Ahora bien, no podríamos cerrar este ensayo, sin traer a cuenta aquello que, de alguna manera, distancia a nuestros pensadores. En este sentido, se quisiera extender aquella cita que obligó a la escritura de las líneas que constituyen este ensayo:
podría decirse que Blanchot se inclina por una jerarquía anárquica, dando a cada una de estas palabras su peso: una potencia sagrada desprovista del poder de mando. En el fondo, esto podría ser -me doy cuenta ahora- una versión de lo que Pierre Clastres hace muchos años había expuesto bajo el nombre de “la sociedad contra el Estado” y había puesto bajo el signo de la “palabra luminosa” -palabra fundadora o mantenimiento hablado del grupo a través de la repetición de un relato fundador […]. En ciertos aspectos la comparación no es aberrante […]. Por otro lado, la comparación se termina allí donde Clastres habla de “sociedad” pues Blanchot descarta la sociedad, todas sus instituciones, sus leyes, su organización. Para él se trata de rastrear un pensamiento de la “comunidad” [que escapa] […] a toda institución, a toda forma de consistencia. (Nancy, 2015, p. 57)
Para Nancy tal escape de Blanchot a toda forma de consistencia representa un peligro. Esto en consecuencia a que al trazar un noúmeno transgresor que se escapa de lo óntico, Blanchot pareciera de nueva cuenta facilitar una narrativa que posibilita la separación del fundamento con la expresión. Nancy señala:
he allí una versión purificada del fundamento de la política fuera de ella, en un cielo, en un espíritu o en una destinación superior. Puede tratarse de cualquier figura o no-figura que se quiera - divina, mítica, del pueblo o de lo “neutro”- pero se trata por fuerza de una instancia que es preciso calificar de no-política, hiperbólica o metapolítica […]. Un fundamento superior, sublime, una suerte de politología negativa o mística a instancias de la teología, he allí lo que clama por una estima superior. (Nancy, 2015, p. 58)

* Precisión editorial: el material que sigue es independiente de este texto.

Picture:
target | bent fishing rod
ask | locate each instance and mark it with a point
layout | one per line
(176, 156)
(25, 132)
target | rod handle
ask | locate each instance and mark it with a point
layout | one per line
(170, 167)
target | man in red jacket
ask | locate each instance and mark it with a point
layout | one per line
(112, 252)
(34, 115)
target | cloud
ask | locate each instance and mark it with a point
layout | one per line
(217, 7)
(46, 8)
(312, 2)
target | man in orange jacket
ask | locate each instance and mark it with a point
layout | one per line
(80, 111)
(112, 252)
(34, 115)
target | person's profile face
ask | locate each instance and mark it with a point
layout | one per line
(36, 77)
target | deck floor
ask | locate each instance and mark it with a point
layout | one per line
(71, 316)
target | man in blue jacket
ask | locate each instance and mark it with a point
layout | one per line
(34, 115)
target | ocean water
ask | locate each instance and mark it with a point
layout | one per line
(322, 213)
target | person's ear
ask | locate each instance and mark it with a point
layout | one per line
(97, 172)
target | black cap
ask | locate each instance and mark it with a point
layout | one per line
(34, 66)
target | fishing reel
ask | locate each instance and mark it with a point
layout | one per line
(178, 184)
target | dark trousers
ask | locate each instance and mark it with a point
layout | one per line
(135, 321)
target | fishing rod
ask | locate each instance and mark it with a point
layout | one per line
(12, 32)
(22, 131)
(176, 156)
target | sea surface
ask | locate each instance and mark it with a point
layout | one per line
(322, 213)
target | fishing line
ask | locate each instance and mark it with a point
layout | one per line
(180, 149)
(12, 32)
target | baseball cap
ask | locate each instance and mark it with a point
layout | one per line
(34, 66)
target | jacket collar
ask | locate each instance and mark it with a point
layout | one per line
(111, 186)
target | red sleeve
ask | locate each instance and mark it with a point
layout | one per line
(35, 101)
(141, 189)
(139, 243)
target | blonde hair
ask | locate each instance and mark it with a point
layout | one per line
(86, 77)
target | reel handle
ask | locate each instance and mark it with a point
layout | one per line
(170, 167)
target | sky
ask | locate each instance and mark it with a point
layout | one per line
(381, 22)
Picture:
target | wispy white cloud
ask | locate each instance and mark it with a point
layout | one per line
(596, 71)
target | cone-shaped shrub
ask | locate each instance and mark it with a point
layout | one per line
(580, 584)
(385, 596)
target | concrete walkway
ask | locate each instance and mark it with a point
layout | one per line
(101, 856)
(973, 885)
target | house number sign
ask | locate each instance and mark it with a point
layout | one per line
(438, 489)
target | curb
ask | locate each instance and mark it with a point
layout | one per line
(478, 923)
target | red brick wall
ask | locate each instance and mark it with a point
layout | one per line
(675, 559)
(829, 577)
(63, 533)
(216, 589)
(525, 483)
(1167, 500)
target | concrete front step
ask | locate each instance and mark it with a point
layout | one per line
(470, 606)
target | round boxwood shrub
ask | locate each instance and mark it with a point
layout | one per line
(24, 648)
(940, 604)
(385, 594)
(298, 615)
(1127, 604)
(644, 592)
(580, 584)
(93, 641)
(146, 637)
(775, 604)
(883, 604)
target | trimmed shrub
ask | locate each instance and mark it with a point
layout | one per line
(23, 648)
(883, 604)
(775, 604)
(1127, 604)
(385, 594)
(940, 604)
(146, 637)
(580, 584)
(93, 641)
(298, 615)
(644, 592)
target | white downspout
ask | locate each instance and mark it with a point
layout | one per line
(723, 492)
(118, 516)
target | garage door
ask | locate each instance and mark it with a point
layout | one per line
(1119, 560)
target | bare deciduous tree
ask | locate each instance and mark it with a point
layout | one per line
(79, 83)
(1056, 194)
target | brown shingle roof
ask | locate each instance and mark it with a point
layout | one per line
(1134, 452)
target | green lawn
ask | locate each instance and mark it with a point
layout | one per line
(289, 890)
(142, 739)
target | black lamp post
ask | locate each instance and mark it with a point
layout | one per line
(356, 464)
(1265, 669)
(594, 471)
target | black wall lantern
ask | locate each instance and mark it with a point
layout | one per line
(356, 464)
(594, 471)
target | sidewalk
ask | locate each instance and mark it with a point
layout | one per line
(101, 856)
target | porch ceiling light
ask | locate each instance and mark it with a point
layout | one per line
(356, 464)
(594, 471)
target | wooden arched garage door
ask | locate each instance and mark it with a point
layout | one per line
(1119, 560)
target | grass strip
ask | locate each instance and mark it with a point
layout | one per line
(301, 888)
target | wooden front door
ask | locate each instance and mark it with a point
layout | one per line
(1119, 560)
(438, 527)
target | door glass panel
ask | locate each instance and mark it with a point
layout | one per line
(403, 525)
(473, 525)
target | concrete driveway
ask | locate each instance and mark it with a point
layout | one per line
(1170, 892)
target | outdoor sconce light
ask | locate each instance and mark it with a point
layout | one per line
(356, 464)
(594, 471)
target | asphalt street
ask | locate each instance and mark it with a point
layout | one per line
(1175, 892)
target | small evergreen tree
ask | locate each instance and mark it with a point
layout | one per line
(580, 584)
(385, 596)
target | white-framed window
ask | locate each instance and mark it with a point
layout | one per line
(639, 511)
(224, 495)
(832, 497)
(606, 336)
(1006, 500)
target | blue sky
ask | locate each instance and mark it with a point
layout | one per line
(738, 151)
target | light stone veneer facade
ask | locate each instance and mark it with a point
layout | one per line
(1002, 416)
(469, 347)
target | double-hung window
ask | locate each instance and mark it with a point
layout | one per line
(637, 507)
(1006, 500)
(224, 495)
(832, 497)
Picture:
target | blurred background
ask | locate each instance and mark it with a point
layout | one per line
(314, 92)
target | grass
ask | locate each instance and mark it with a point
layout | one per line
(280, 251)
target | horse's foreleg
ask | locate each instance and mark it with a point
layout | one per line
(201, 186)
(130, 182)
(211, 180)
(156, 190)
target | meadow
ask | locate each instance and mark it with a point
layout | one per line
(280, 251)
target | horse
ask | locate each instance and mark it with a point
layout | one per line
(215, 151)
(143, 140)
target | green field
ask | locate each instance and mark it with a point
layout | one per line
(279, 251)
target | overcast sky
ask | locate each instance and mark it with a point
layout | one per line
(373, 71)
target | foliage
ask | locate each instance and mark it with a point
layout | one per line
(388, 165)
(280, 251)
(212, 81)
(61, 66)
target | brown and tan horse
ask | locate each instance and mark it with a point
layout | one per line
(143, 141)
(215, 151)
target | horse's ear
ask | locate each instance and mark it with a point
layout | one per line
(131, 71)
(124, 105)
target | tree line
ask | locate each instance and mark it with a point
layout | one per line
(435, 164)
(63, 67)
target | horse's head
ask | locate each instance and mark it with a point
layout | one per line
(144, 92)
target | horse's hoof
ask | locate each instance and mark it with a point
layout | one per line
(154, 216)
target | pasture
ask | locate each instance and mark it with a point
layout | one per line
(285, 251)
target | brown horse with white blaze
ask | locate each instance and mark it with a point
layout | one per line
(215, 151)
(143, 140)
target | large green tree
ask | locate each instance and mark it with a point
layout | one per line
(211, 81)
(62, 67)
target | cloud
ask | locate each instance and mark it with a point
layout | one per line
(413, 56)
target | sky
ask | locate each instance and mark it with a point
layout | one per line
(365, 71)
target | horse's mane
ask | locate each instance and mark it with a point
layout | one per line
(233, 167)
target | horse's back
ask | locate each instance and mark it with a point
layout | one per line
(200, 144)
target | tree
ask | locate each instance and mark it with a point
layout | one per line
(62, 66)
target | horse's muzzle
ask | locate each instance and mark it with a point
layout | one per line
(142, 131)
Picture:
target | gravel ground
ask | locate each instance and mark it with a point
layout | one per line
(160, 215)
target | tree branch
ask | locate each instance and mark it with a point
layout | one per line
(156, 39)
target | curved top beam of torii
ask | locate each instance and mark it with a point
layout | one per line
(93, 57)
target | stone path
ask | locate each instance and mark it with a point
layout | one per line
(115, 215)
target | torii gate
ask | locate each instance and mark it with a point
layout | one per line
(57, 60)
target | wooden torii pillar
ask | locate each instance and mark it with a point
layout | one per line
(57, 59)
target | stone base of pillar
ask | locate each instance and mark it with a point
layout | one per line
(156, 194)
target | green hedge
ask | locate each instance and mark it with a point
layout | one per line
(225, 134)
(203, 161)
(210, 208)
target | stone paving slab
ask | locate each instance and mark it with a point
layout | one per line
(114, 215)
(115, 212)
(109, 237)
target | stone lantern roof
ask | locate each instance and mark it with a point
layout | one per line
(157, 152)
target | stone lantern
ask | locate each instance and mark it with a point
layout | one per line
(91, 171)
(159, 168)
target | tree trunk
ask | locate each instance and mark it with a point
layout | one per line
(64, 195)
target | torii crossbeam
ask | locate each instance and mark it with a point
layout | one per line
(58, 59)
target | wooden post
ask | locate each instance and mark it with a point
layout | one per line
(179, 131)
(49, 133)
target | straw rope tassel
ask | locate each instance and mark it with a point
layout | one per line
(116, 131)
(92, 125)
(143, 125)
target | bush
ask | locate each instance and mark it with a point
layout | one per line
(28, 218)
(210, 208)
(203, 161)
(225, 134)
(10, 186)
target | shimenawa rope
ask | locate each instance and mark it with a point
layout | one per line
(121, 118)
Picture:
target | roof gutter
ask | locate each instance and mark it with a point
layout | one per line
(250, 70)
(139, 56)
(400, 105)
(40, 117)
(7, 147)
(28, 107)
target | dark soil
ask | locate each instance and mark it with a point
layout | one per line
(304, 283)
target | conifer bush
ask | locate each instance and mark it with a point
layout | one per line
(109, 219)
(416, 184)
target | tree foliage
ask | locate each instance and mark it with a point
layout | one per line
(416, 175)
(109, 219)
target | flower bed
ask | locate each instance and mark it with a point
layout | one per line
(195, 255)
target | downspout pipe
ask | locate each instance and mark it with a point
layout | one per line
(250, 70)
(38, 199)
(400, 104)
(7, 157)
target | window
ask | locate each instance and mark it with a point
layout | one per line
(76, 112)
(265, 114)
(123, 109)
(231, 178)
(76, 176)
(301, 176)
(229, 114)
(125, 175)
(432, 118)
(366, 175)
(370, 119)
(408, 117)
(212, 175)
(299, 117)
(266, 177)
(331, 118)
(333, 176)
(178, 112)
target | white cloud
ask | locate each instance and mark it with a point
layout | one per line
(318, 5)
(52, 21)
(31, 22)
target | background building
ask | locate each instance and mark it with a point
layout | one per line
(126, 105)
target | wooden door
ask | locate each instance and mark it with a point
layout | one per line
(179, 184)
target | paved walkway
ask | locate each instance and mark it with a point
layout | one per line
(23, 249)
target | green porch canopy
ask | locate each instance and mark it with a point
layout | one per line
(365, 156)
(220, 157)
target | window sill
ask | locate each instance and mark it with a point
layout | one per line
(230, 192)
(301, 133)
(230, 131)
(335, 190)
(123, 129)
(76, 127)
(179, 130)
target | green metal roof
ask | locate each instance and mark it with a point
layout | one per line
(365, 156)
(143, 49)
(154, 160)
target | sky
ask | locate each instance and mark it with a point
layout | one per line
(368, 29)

Desde la postura de Nancy, el anarquismo trasgresor de Blanchot pareciera olvidarse al final de pensar el entre, el movimiento mismo de retraimiento que se juega en dos regímenes, para dar mayor peso en la balanza a lo hiper o metapolítico. En este sentido, cabe señalar que no es que Nancy brinde mayor peso en la balanza al lado óntico, ya que ello lo haría caer en el inmanentismo. Pensar lo común obliga entonces a colocarse en un límite, en un borde que no se encuentra exento de peligros. Pienso este límite en Blanchot tiene con mayor vigor a la anarquía, lo cual gesta lo trágico en el centro mismo de lo común. Espíritu que bien puede conducir a la imprudencia y a la generación de un gasto improductivo que termine por destruir toda experiencia común. De ahí el resguardo de Nancy ante lo hiper o metapolítico.
Nancy concluye el prefacio a La comunidad inconfesable, con las siguientes palabras: “Era 1983, pero si nadie ha estudiado este texto durante treinta años [La Communauté inavouable] es simplemente porque siempre todo el mundo creía saber más o menos lo que “política” quería decir, y lo que la política debía y podía hacer. Ahora creemos cada vez menos...” (Nancy, 2015, p. 59). Este ahora creemos cada vez menos, hace patente una herida que se pensaba subsanada. Se trata de la hendidura límite que hace manifiesta una latencia que pocas veces somos capaces de percibir debido a nuestro estado continuo de aturdimiento. Pensar lo común se vuelve entonces una tarea inaplazable. ¿De qué otra manera podríamos afirmar la amistad?